Recently I was working on a project for a DoD client looking to move multiple, siloed on-premise data workloads to the cloud as part of an Azure capabilities proof of concept. The client needed to upload large amounts of data, create parquet files, perform ad-hoc analysis using jupyter notebooks, and make data available to query using SQL for a reporting dashboard. A single dataset was approximately a terabyte with all the data measured in petabytes.
After completing the analysis, we ended up with many files staged in a data lake. Due to the considerable amount of data we were expecting in the future, we didn’t want to pay to store this data twice spread over multiple databases. We opted to take advantage of Azure Synapse and Polybase to directly query parquet files in the data lake using external tables[i]. We ended up with the following data processing flow:
When setting up the parquet files to be queried as an external table, some of them had many fields (200+), which led to numerous errors and quickly became very tedious. In addition, due to the nature of the project, numerous tables were often created. To avoid manually creating the tables, we looked for a solution to automatically create the external tables but could not find an existing solution. So it was up to me to create a simple solution that would work in our current environment without adding additional resources.

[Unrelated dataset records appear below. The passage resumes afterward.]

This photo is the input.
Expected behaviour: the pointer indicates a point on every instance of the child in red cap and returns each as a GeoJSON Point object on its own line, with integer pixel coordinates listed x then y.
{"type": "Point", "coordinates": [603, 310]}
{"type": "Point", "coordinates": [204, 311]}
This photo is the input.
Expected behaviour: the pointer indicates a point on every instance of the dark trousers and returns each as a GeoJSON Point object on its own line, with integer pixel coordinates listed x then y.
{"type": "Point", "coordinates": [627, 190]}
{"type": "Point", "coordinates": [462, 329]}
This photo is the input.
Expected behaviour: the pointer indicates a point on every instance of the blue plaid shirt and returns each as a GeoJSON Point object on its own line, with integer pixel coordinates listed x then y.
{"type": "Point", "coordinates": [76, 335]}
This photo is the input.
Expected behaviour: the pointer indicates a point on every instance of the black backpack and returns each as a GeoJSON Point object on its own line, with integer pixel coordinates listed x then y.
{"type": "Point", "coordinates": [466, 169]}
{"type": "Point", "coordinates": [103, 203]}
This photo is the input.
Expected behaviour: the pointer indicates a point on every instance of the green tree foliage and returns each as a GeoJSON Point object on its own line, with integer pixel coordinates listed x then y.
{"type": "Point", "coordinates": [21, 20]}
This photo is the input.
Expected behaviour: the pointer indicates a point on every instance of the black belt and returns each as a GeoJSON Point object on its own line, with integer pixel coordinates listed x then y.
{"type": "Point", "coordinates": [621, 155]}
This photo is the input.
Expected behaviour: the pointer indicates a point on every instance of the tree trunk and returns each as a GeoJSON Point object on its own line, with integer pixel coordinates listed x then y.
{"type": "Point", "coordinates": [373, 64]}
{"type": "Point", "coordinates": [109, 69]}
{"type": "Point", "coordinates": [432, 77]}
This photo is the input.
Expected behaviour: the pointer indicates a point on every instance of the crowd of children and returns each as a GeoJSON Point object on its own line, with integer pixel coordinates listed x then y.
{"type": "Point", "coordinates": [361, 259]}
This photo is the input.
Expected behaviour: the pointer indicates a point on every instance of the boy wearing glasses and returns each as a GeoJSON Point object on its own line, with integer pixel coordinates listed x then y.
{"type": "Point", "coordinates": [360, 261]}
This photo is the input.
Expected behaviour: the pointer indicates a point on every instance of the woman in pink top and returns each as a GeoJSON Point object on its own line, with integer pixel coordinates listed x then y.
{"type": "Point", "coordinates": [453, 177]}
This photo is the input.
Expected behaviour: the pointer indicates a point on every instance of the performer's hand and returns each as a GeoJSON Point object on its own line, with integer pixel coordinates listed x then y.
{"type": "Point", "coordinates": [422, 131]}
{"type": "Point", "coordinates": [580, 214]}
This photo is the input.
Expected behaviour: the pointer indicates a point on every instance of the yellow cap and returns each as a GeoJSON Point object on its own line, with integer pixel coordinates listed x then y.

The solution was to leverage Data Factories Get Metadata activity[ii] while moving the data into the staging directories. The activity could give us the schema of the parquet files as a JSON string. I then take this JSON schema and pass it to a stored procedure on the synapse pool that would parse the JSON and insert the fields into a table I could use later:
WITH Fields (fieldOrder, fieldName, fieldType) AS ( SELECT [ key ] AS fieldOrder, JSON_VALUE([ value ], 'strict $.name') AS fieldName, JSON_VALUE([ value ], 'strict $.type') AS fieldType FROM OPENJSON(@ schema) ) INSERT INTO tables_to_create( tableName, fieldOrder, fieldName, fieldType, executeTime ) SELECT @tableName, fieldOrder, fieldName, fieldType, translatedType = CASE WHEN fieldType = 'Single' THEN 'real' WHEN fieldType = 'Boolean' THEN 'bit' WHEN fieldType = 'Double' THEN 'float' WHEN fieldType = 'Int64' THEN 'bigint' ELSE NULL END @ExecTime FROM Fields
Then build a SQL command to check the existence of the table and then create it if it doesn’t exist:
SET @sqlCommand = 'IF NOT EXISTS (SELECT * FROM sys.objects WHERE object_id = OBJECT_ID(N''[dbo].[' + @tableName + ']'') AND type in (N''U'')) CREATE EXTERNAL TABLE [dbo].[' + @tableName + '] (' WHILE((SELECT COUNT(*) FROM tables_to_create WHERE executeTime = @ExecTime) > 0) BEGIN DECLARE @key int SELECT @key = MIN(fieldOrder) FROM tables_to_create WHERE executeTime = @ExecTime DECLARE @fieldName VARCHAR(50) DECLARE @translatedType VARCHAR(50) SELECT @fieldName = fieldName, @translatedType = translatedType FROM tables_to_create WHERE fieldOrder = @key AND executeTime = @ExecTime SET @sqlCommand = @sqlCommand + ' [' + @fieldName + '] [' + @translatedType + '] NULL' DELETE FROM tables_to_create WHERE fieldOrder = @key AND executeTime = @ExecTime IF((SELECT COUNT(*) FROM tables_to_create WHERE executeTime = @ExecTime) > 0) SET @sqlCommand = @sqlCommand + ', ' END SET @sqlCommand = @sqlCommand + ' ) WITH ( LOCATION = ''/' + @folderPath + ''', DATA_SOURCE = DataLakeStaged, FILE_FORMAT = StagedParquet )' EXEC(@sqlCommand)
This frees up the analyst from needing to manually create the external tables and know the mapping in the data factory to point to the correct location on the data lake. The analysts need to worry about making sure the name and path conventions we set up for syncing don’t land different schemas in the same folder.